Reportage A Dubaï, où les manifestations sont interdites en dehors de la COP28, les militants refusent de se taire
Perruque blonde sur la tête, une militante venue des Philippines harangue les passants. “Vous aimez Taylor Swift ? Vous aimez la planète ?” Tandis qu’une enceinte diffuse des tubes de la superstar américaine, son petit groupe d’activistes détourne les paroles d’une de ses chansons : “No more cruel summer !” ( “Les étés cruels, c’est terminé”).
Traditionnellement, dans les conférences de l’ONU pour le climat, les activistes se chargent d’ambiancer la société civile et une grande journée d’action mondiale – organisée le samedi 9 décembre cette année – braque les caméras sur la ville hôte en organisant une manifestation monstre pour faire pression sur les dirigeants. A Dubaï pourtant, l’enthousiasme communicatif des “Swifties for Climate Change” ne sortira pas de la “blue zone”, l’espace réservé aux participants accrédités pour la COP28 et administré par les Nations unies.
Dans cet émirat du Golfe, les manifestations sont interdites. Si cette contrainte choque les militants qui, dans leur pays, jouissent de la liberté d’expression, de nombreux activistes du climat sur le globe y sont aussi habitués. Et ces militants entendent bien profiter de cette COP28 pour faire entendre leurs messages, même privés d’un droit fondamental.
Des manifestations très encadrées
Les organisateurs émiratis ont voulu un sommet tourné vers “les solutions” et “le business”. Naturellement, ils voient d’un mauvais œil les organisations venues demander des comptes à leurs dirigeants. Toute demande de manifestation doit être approuvée par le secrétariat de la COP28. Les organisations disposent d’un créneau – environ 25 minutes – et d’un espace délimité – à l’entrée de la “blue zone” –, pour porter leurs revendications. “C’est frustrant, oui”, lâche l‘Américain Thomas Harmy Joseph, membre du Water Climate Trust. Il est venu appeler, au nom des peuples indigènes du pays, à ce que les représentants des énergies fossiles débarrassent le plancher. “Mais nous tenons à remercier nos hôtes et il faut reconnaître que nous sommes très bien accueillis”, ajoute-t-il aussitôt.

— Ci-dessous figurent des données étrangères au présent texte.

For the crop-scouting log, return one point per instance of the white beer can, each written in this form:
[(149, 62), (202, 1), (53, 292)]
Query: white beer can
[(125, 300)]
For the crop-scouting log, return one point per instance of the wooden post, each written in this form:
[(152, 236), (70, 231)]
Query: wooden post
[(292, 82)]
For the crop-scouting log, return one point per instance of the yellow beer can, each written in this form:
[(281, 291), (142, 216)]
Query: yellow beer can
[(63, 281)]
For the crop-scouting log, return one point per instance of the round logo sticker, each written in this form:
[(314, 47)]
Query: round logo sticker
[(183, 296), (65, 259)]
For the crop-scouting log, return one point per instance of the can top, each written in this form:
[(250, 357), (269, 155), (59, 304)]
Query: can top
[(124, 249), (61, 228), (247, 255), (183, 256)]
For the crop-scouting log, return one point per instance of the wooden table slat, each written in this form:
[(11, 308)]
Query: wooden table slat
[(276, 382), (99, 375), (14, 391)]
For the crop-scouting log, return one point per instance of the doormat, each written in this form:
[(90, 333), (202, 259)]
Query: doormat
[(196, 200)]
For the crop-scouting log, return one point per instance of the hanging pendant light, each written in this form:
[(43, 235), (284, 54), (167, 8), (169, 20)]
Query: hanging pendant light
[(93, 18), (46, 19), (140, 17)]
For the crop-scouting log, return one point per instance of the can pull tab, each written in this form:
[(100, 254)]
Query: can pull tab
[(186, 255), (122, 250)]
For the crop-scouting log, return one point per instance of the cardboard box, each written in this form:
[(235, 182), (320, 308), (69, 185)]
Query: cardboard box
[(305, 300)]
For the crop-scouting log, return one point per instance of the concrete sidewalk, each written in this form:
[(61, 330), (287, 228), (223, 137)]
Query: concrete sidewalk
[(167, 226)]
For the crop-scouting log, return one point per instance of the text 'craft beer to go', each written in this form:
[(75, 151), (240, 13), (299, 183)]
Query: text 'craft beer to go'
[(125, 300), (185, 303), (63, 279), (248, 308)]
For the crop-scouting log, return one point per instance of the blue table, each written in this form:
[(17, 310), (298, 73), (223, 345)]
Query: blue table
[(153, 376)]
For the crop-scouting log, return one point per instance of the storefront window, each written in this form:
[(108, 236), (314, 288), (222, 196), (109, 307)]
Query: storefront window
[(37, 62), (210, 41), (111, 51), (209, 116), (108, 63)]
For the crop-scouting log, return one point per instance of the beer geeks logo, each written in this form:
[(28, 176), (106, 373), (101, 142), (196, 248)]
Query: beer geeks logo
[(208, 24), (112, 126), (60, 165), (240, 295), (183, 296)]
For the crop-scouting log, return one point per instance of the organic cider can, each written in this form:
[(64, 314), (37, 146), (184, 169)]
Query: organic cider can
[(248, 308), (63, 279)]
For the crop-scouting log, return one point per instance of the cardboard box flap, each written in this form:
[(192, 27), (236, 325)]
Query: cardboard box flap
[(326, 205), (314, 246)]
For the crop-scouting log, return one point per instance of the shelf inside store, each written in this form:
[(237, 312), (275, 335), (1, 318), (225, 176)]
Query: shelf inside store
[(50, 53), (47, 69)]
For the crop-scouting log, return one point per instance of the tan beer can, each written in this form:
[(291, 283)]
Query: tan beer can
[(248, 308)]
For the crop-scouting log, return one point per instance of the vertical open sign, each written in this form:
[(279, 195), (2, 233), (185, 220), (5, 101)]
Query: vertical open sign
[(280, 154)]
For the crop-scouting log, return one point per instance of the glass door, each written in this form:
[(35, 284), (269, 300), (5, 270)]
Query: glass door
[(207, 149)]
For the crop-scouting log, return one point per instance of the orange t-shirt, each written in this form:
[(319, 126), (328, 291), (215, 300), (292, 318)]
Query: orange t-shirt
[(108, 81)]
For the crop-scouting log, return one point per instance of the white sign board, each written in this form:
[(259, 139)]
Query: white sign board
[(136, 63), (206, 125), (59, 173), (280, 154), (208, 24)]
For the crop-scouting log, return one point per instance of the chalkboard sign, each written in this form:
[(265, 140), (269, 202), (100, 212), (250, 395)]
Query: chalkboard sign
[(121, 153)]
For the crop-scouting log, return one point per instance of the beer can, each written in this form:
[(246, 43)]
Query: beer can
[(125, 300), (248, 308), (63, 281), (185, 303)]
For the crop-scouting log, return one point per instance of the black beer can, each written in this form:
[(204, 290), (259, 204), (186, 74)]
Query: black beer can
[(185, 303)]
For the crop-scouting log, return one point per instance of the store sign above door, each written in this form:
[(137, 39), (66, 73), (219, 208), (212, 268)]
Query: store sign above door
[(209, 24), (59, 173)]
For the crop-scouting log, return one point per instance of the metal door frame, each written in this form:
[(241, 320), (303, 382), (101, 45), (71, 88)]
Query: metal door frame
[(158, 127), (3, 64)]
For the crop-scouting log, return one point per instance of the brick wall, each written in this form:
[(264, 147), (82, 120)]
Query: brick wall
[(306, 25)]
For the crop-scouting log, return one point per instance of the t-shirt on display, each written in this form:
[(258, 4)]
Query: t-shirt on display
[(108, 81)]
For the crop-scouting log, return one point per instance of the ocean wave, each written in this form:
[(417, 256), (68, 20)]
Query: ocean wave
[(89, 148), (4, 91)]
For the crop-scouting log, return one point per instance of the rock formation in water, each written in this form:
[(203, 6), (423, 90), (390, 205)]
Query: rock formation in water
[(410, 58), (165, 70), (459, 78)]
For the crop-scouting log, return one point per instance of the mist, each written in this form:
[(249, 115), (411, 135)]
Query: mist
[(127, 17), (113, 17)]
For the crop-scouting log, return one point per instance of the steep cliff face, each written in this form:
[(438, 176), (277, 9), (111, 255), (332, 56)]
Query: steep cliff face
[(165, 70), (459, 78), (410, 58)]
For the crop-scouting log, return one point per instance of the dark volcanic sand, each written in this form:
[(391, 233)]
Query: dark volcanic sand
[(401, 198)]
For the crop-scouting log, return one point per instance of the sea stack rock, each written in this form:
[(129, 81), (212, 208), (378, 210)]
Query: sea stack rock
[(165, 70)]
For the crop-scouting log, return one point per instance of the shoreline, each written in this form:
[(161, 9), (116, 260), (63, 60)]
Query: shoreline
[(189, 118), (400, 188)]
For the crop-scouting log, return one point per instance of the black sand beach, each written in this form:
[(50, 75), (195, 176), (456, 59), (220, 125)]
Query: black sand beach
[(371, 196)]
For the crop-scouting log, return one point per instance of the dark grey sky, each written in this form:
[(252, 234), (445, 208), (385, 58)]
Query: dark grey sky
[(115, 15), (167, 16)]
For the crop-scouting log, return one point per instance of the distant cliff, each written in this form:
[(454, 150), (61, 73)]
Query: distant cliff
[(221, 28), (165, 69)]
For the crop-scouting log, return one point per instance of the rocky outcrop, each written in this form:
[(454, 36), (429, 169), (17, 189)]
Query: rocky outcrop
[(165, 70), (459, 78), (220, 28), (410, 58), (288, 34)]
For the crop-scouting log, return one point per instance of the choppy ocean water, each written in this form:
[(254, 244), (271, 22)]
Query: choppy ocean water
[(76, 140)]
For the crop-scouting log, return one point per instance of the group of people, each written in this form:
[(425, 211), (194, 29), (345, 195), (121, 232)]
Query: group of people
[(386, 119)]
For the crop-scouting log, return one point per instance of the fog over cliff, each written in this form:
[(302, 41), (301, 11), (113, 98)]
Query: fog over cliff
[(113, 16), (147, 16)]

Discrets mais omniprésents, les agents de sécurité observent, impassibles, le ballet des journalistes et des pancartes, sous un soleil de plomb.
En 2022 déjà, les militants présents à la COP27, en Egypte, n’avaient pas pu marcher dans les rues de Charm-el-Cheikhn, n’ayant aussi accès qu’à la “zone bleue” et ainsi aux caméras de la presse étrangère. Pour la COP18, à Doha (Qatar), un défilé historique avait certes rassemblé quelques centaines de manifestants mais tous avaient été sommés de respecter à la lettre les consignes du co-organisateur : les autorités du pays.
“Actionistes” et activistes
Dans la “zone verte”, ouverte au grand public, les visiteurs sont invités à découvrir la lutte contre le changement climatique à travers le prisme des grandes entreprises, des institutions et des start-up qui y tiennent pavillon. On y parle d’“actionisme”. Défini sur le site internet du sommet comme une “action vigoureuse pour apporter le changement”, le terme fait honneur aux acteurs de la société civile et notamment aux entrepreneurs qui s’impliquent dans la lutte contre le changement climatique.
“Le mot ‘activiste’ n’est pas perçu de la même manière partout”, relève la militante irakienne Reem al-Saffar. “Les médias véhiculent une image occidentale du militantisme, avec des manifestations dans la rue et des grandes marches pour le climat”, poursuit cette étudiante en biologie qui a représenté la jeunesse de son pays dans les négociations climatiques lors de la précédente COP. “Cette représentation peut être très décourageante pour les jeunes des pays du Sud, qui souhaitent s’impliquer dans cette cause mais pensent, à tort : ‘Je ne suis pas assez courageux pour mener ces actions’.”
“Il faut garder en tête que dans beaucoup de pays, manifester est extrêmement dangereux. Il faut absolument privilégier sa sécurité.”